Da un lato quindi bisogna garantire continuità di business e opportunità di crescita per chi è oggi “ben piantato” sui mercati esteri, ma ha evidenti necessità di diversificare, innovare, sperimentare soluzioni diverse da quelle consuete. Dall’altro vanno offerti indirizzo e sostegno a tutti i “potenziali esportatori”. L’indagine condotta presso gli associati Cna del settore manifatturiero evidenzia alcuni elementi di rilevante significato per quanto concerne il rapporto con l’export delle piccole imprese italiane.
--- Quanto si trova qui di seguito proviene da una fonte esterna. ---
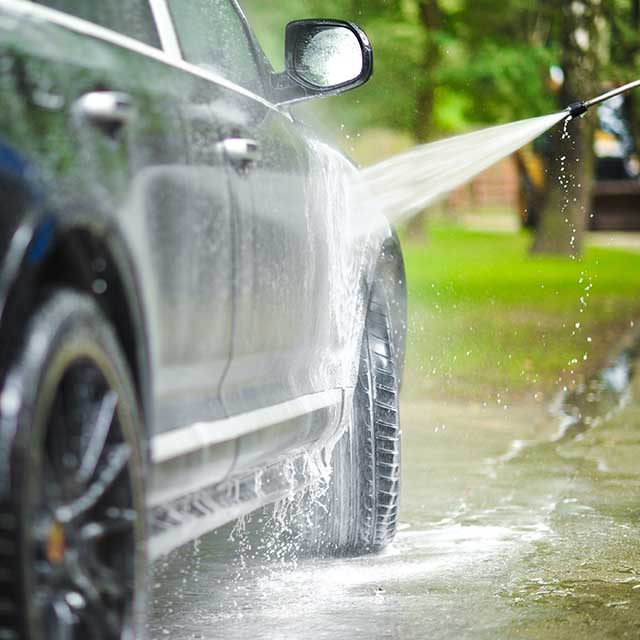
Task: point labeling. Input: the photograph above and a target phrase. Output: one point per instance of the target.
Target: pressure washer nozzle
(577, 108)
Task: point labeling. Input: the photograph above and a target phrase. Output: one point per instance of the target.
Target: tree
(569, 163)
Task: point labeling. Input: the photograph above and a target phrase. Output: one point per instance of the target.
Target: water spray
(402, 185)
(578, 108)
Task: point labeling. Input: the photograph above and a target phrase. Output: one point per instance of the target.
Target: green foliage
(492, 65)
(487, 318)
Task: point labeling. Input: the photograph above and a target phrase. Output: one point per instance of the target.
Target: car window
(213, 35)
(132, 18)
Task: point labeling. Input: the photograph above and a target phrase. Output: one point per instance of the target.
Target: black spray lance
(578, 108)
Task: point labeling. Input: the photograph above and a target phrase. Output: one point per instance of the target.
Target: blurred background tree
(447, 66)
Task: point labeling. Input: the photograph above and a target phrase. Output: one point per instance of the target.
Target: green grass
(487, 319)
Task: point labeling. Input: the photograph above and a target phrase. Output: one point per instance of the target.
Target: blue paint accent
(14, 166)
(41, 240)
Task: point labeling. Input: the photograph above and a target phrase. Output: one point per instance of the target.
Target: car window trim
(98, 32)
(165, 28)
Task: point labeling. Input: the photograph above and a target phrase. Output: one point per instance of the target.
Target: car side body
(212, 229)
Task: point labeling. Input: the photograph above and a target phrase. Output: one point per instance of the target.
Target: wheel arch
(85, 255)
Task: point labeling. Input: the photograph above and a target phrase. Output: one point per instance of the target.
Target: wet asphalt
(514, 524)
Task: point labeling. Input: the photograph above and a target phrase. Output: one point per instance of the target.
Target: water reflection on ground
(507, 532)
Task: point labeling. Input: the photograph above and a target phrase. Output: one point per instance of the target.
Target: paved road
(513, 526)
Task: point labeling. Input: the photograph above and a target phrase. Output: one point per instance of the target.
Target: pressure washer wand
(578, 108)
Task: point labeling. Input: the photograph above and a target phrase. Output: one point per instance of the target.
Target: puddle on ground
(539, 538)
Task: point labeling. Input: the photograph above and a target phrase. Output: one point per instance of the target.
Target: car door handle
(240, 151)
(105, 108)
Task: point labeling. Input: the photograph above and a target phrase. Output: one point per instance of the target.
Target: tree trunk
(569, 162)
(431, 21)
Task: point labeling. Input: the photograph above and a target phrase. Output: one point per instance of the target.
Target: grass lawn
(489, 321)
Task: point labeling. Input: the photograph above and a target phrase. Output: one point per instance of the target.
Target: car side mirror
(323, 57)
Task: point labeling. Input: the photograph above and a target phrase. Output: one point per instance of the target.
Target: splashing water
(406, 183)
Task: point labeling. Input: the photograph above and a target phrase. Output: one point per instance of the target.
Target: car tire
(358, 510)
(72, 515)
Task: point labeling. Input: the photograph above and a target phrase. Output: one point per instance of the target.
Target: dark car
(192, 326)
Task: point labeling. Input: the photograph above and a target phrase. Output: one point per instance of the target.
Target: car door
(125, 136)
(281, 311)
(280, 274)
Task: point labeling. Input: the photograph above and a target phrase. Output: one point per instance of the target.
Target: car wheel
(358, 512)
(72, 523)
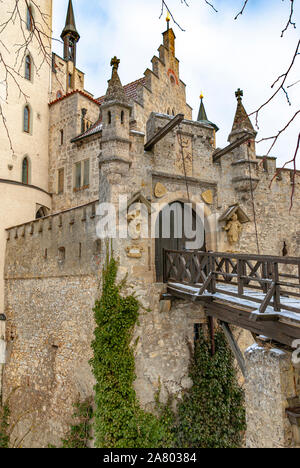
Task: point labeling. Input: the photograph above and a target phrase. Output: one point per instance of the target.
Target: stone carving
(234, 229)
(160, 190)
(184, 155)
(208, 197)
(134, 251)
(134, 220)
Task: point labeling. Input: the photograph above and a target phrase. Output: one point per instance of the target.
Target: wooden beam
(278, 331)
(219, 153)
(235, 347)
(163, 132)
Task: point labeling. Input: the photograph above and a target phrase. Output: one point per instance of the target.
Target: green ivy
(119, 421)
(79, 435)
(4, 417)
(212, 413)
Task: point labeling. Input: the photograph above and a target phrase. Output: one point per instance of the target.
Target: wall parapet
(62, 244)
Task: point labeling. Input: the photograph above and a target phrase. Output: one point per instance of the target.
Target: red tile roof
(96, 128)
(130, 89)
(74, 92)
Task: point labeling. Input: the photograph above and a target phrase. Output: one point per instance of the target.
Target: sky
(217, 55)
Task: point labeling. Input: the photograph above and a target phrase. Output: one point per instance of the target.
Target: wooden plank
(163, 132)
(281, 332)
(204, 286)
(267, 299)
(235, 347)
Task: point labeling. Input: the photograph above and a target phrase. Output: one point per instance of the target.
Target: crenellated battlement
(63, 244)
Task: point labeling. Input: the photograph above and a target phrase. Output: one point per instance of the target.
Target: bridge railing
(278, 278)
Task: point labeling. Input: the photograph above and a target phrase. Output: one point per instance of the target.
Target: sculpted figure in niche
(234, 229)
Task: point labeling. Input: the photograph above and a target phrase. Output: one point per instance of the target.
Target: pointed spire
(202, 113)
(70, 26)
(115, 90)
(241, 119)
(202, 116)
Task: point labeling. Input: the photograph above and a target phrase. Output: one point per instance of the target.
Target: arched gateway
(178, 227)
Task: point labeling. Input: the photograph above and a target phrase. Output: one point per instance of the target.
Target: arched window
(25, 171)
(26, 122)
(28, 67)
(29, 19)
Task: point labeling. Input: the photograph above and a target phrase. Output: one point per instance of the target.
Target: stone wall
(52, 279)
(272, 382)
(66, 115)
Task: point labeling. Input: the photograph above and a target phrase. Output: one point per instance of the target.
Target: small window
(197, 331)
(172, 79)
(61, 254)
(78, 175)
(25, 171)
(28, 68)
(61, 181)
(26, 123)
(86, 173)
(82, 175)
(29, 19)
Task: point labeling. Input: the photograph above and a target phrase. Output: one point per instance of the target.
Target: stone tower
(65, 76)
(115, 146)
(244, 157)
(70, 35)
(24, 139)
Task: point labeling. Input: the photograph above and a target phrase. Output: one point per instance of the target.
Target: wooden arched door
(173, 237)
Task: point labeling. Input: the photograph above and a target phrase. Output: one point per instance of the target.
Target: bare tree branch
(242, 10)
(290, 22)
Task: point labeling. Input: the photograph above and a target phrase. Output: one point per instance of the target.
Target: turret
(244, 156)
(115, 112)
(202, 118)
(70, 35)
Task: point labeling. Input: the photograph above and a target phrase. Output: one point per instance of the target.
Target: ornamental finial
(115, 62)
(239, 94)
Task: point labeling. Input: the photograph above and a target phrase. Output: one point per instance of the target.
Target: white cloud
(217, 55)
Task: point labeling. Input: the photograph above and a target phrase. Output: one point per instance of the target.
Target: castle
(72, 151)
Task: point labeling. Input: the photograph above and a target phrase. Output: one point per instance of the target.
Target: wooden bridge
(255, 292)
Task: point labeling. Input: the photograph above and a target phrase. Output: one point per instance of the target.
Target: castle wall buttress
(24, 167)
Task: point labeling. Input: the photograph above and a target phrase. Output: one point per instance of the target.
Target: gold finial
(239, 94)
(115, 63)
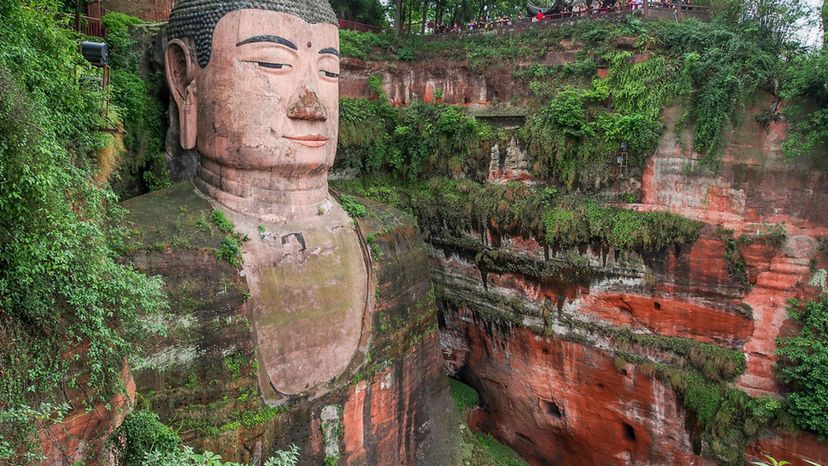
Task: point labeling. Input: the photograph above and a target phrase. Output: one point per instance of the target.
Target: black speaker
(96, 53)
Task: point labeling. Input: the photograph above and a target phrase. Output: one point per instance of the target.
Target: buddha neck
(264, 194)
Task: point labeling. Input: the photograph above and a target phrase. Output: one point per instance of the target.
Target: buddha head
(256, 85)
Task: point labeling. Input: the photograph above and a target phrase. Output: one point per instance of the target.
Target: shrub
(141, 433)
(804, 366)
(61, 288)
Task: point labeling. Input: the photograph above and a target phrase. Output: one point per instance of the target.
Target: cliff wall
(560, 384)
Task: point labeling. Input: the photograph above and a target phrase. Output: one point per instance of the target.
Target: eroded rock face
(541, 350)
(81, 435)
(393, 407)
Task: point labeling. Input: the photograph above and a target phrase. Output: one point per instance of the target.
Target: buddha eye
(273, 66)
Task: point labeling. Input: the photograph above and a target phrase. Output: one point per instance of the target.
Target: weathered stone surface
(81, 436)
(546, 341)
(561, 402)
(395, 407)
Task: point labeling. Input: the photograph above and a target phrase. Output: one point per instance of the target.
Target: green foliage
(438, 138)
(806, 89)
(140, 433)
(230, 250)
(583, 223)
(803, 365)
(722, 64)
(575, 138)
(137, 104)
(727, 417)
(420, 139)
(142, 440)
(465, 398)
(446, 207)
(61, 288)
(364, 11)
(363, 45)
(352, 206)
(284, 457)
(489, 452)
(364, 131)
(219, 219)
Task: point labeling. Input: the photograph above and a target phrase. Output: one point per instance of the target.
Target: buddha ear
(181, 73)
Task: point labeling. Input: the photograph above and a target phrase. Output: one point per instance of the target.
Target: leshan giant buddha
(287, 328)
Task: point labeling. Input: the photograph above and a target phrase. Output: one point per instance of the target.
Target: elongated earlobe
(181, 74)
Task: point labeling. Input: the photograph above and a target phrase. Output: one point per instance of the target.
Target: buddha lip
(309, 140)
(308, 137)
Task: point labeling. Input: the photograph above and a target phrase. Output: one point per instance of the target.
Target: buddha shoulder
(396, 248)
Il 43,1 per cento delle imprese che hanno realizzato vendite all’estero considera le esportazioni un fattore decisivo all’interno della loro equazione di business, un elemento costitutivo della propria attività, di fatto “irrinunciabile”. Il 28,9 per cento lo ritiene un fattore “complementare”: il fatturato che proviene dalla collocazione delle loro produzioni sul mercato interno viene stabilmente “integrato” dal fatturato estero. Infine, il 28 per cento delle imprese intervistate definisce “episodico” il proprio rapporto con l’estero.

 

Uno degli obiettivi dell’indagine ha coinciso con l’individuazione degli elementi di maggior criticità con cui le imprese esportatrici si confrontano. A questo riguardo si possono distinguere due piani: a livello generale emerge forte la difficoltà di individuare lavoratori con le competenze richieste; sul piano specifico dell’export i temi ritenuti più complessi sono relativi alle procedure doganali, all’individuazione di buoni partner commerciali e all’accesso alle misure di sostegno pubblico per l’internazionalizzazione (che la maggior parte delle imprese considera ancora oggi troppo complicato). Proprio in relazione a queste ultime, le richieste delle imprese sono molto nette: prima di tutto un aiuto nella selezione e nella partecipazione agli eventi fieristici. In seconda battuta misure mirate alla penetrazione in nuovi mercati. Al terzo posto un accesso agevolato al credito per l’export. 

 

Uno degli elementi che emerge con forza dall’indagine è un certo “isolamento” delle imprese e una sorta di tendenza a “far da sé”. Poco più del 10 per cento, ad esempio, fa parte di consorzi o reti di imprese per l’internazionalizzazione e quasi la metà del campione dichiara di non avere mai preso in considerazione questa possibilità. Un aiuto viene dalle associazioni di categoria, che rappresentano il principale consulente a cui le imprese si riferiscono in caso di necessità. L’indagine consente di scandagliare l’universo dei “non esportatori”. Tante e diverse sono le ragioni per cui queste imprese non collocano oggi le proprie produzioni sui mercati esteri; giova però sottolineare che circa un terzo del totale pensa di poterlo fare in futuro, soprattutto qualora potesse disporre di adeguato sostegno pubblico. Si tratta di un dato che apre le porte a una suggestione di non poco conto: tra le imprese con meno di 50 addetti esiste un bacino di “esportatori potenziali” stimabile in circa 90 mila aziende.